Once the topic has been chosen and is written in a statistically-appropriate manner, doctoral dissertation consultants will help you carry out the research portion of your dissertation. This is by far the most time-consuming area of the dissertation. This can be made even more time consuming if you gather data incorrectly or if you gather biased data. Doctoral dissertation consultants will not let that happen, however, as doctoral dissertation consultants are trained in statistics and can help you gather data. Doctoral dissertation consultants know all of the rules, guidelines, procedures and protocols for gathering data and thus, doctoral dissertation consultants will help you every step of the way in terms of gathering data. And while other doctoral degree-seeking students might struggle with gathering data and might have to start over because their data is invalid, with the help of doctoral dissertation consultants, you will be able to move on to the next step quickly and efficiently.
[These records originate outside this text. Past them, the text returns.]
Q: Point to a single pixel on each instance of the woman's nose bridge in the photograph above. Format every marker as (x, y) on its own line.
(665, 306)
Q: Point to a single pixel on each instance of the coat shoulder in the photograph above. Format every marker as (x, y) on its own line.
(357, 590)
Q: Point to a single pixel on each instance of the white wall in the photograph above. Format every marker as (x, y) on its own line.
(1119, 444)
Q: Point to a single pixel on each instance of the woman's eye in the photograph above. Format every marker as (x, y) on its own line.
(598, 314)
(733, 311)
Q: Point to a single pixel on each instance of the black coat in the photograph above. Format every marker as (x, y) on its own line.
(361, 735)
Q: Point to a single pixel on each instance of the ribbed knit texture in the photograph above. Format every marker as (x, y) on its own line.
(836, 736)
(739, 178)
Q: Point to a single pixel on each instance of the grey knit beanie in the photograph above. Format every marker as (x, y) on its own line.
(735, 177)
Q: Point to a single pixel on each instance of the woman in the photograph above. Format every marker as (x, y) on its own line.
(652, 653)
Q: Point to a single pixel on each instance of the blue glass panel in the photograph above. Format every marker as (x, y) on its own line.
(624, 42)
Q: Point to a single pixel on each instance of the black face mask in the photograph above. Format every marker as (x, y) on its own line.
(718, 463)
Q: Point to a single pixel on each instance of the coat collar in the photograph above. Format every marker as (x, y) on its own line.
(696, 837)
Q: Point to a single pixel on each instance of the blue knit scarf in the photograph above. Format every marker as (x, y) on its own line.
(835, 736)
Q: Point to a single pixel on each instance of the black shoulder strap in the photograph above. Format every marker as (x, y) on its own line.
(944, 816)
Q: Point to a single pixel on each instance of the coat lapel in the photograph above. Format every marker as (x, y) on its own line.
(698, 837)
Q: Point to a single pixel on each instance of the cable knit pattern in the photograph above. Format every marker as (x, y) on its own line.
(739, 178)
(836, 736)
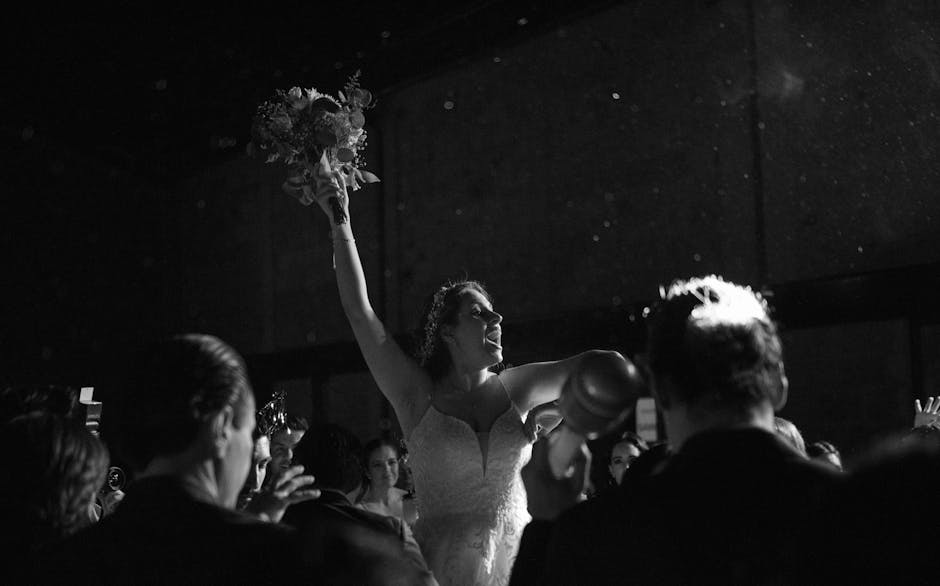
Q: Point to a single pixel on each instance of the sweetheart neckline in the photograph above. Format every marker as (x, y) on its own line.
(483, 451)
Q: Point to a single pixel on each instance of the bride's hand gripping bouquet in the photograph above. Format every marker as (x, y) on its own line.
(316, 135)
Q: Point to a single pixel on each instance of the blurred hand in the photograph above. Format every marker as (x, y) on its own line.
(330, 192)
(287, 487)
(929, 416)
(542, 420)
(548, 496)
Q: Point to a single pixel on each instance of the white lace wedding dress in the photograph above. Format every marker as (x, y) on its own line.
(471, 501)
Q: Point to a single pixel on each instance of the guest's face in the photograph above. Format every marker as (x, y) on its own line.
(238, 451)
(621, 457)
(282, 447)
(260, 459)
(383, 467)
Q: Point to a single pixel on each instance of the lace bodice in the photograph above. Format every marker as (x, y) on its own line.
(472, 505)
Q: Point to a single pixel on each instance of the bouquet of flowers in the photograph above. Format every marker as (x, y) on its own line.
(306, 129)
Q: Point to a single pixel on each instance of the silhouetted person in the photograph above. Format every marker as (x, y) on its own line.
(187, 411)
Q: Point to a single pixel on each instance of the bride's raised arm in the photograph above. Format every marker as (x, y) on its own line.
(405, 384)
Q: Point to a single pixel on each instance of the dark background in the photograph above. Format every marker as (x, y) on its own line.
(572, 156)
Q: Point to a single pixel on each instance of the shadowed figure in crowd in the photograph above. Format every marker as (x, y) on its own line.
(732, 501)
(186, 415)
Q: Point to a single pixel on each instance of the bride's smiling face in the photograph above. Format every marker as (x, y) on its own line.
(475, 340)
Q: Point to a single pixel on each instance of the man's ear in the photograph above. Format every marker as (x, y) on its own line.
(220, 426)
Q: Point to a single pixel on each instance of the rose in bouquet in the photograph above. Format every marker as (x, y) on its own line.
(306, 129)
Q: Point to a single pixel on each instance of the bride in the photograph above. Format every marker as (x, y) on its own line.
(464, 424)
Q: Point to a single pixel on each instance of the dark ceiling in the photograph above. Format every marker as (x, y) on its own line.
(163, 93)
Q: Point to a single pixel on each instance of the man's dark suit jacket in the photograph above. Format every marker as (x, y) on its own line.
(729, 508)
(354, 546)
(161, 534)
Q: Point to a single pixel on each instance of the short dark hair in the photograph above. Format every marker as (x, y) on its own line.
(172, 388)
(716, 341)
(375, 444)
(822, 448)
(55, 468)
(331, 453)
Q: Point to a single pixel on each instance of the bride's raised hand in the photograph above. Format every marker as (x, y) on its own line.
(331, 193)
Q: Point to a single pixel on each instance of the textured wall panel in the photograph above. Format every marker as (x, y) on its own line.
(849, 100)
Because doctoral dissertation consultants are trained statisticians, they can also help you interpret the data that you have obtained. This too can be very time consuming if you are not trained in statistics. Granted, some students have the statistical know-how to get the job done efficiently, but most students are not in that same boat! In other words, most students are not trained in statistics (an anthropology major looking to get his or her dissertation, for example, might not have all of the necessary training in statistics). Thus, doctoral dissertation consultants will help you with your statistical needs and a doctoral dissertation consultant will guide you step by step through the process of statistics. In other words, not only will you come up with valid inferences and results, but you will also understand these results. This last part, the understanding of the statistics, is crucial, as it will be you who has to defend your dissertation—not the doctoral dissertation consultants. Doctoral dissertation consultants know this and they therefore prepare you for the defense of your dissertation.

There is no question, then, that doctoral dissertation consultants can be extremely beneficial throughout the entire process of the dissertation.